When I consulted a dictionary on the Internet, I found out that the langur monkey lived on “grain, fruit, pods of leguminous trees and young buds and leaves” available in the forest. Based on my observations, however, I held another theory despite what I read. In the forests of India’s Tamil Nadu, the langur monkey likely dined on burgers, bhelpuri and rice. Maybe it even drank water from plastic bottles piling up by hairpin bends near Ooty.

While roaring up the narrow highway towards that mountain resort last month, I saw a gaggle of tails skittering on a ledge. They belonged to prettier cousins of the langur. Those sand-colored rhesus monkeys, the ones without the mane, stood prancing about in the cool air, paper plates in hand. While the rhesus monkey’s natural diet consisted of fruits, seeds, roots, herbs, and insects, in areas of human habitation these wild creatures tended to devour crops and other junk.

As we snaked up towards Ooty—my late father’s man Friday, Vinayagam and I—we noticed how monkeys played peekaboo in the mist, right under signs that said “Clean Nilgiris, Green Nilgiris.” Langurs picnicked with party paraphernalia infesting the roadsides.
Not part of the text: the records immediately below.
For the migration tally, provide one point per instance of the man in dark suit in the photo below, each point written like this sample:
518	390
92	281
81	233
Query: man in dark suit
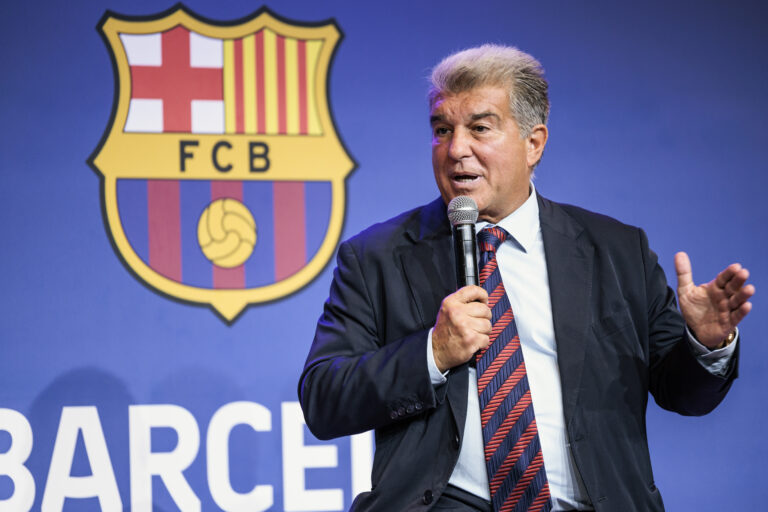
598	327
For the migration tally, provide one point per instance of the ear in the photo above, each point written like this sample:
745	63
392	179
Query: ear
534	144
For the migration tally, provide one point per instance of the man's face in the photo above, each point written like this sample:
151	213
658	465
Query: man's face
477	151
Towards evening we approached Mudumalai Forest Reserve and noticed the clean surrounds, the quiet and peace—a welcome change from the thoroughfare into Ooty where motorcyclists were jostling with trucks, cars and tourist buses. We made for the neighboring state of Karnataka negotiating more hairpin bends. Eucalyptus trees riddled the sky for miles. The weather became warmer as we careened toward sea-level. Teak groves rose where roads were being torn up for laying fiber optic cables. Now there were fewer billboards too and rarely, signposts warning passers-by to treat the animals kindly and to not feed them.

The following morning, we drove out of a resort at Musinagudi township inside the Mudumalai reserve. Cows grazed. The result of their breakfast showed up as dung on our path. Rhesus monkeys hung around trees by the resort’s cafeteria scouting for leftovers of their civilized counterparts. As we drove through forested road, spotted deer posed for us. The occasional peacock strutted on the grass. Vinayagam said that elephants had been out in the night.
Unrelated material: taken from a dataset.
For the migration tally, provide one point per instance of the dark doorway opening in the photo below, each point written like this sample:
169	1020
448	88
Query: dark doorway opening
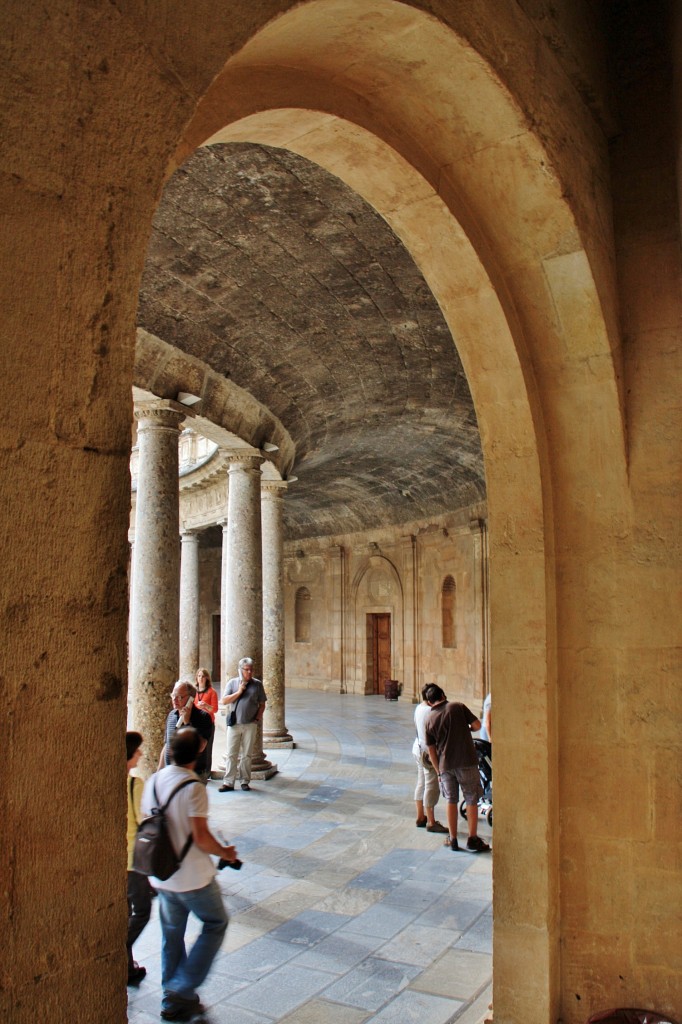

“How do you know?” I asked. He pointed to the droppings on the side of the road. “Could be cows too,” I said.

He shook his head. “No way, that’s not the cow’s doing,” he said. “Elephant dung is round,” he said. “It’s like a mound.” A few minutes later, I saw that he was right, after all. Elephant dung did indeed have a form, like a clump of bread rolls at Panera Bread. A cow, on the other hand, left behind a disc-like dung. Vinayagam knew everything even when it all amounted to crap.

A half-hour later, we saw evidence to prove that he was right. A family of elephants was dining on one side of the road just before we crossed the border into Karnataka. The name of the forest had changed, too: Bandipur Tiger Reserve. A few miles in, the woodland thinned out and we passed through a gate and arrived at vast fields of bitter gourd between acres of banana plantations. In patches, sugar cane clambered up above ground and would be ready for harvest in January. Yellow-green beds of turmeric shoots colored the land all the way to the horizon where hills collided into the sky. Inching closer to Mysore, we saw carpets of green: rice, soothing to the eye, soul food for the stomach.

In time, we arrived at clusters of villages where people looked different. “These men from Karnataka,” Vinayagam said. “See how they look rough and tough?” He used English words in Tamil sentences with a fluidity that never failed to take me by surprise. He used the term “roughandtough” as if it were a noun in Tamil.

I noticed how the langur monkeys appeared yet again, the minute we crossed into civilization. Litter cluttered the roadsides. Karnataka had innumerable temples to the monkey god Hanuman and in keeping with that, my reference manual, Hobson-Jobson, noted that the langur was “the great white-bearded ape, much patronized by Hindus, and identified with the monkey god Hanuman.”

The monkey is an intelligent, lively animal, a survivor that is docile when young. It could be bad-tempered as an adult proving, once again, that the human is not that variant from the monkey. The lines blurred on occasion. After driving through the ridges of the Western Ghat mountain range and seeing the snarly, prehensile hands of tourism, it was not obvious anymore who the lesser being was: Man or monkey?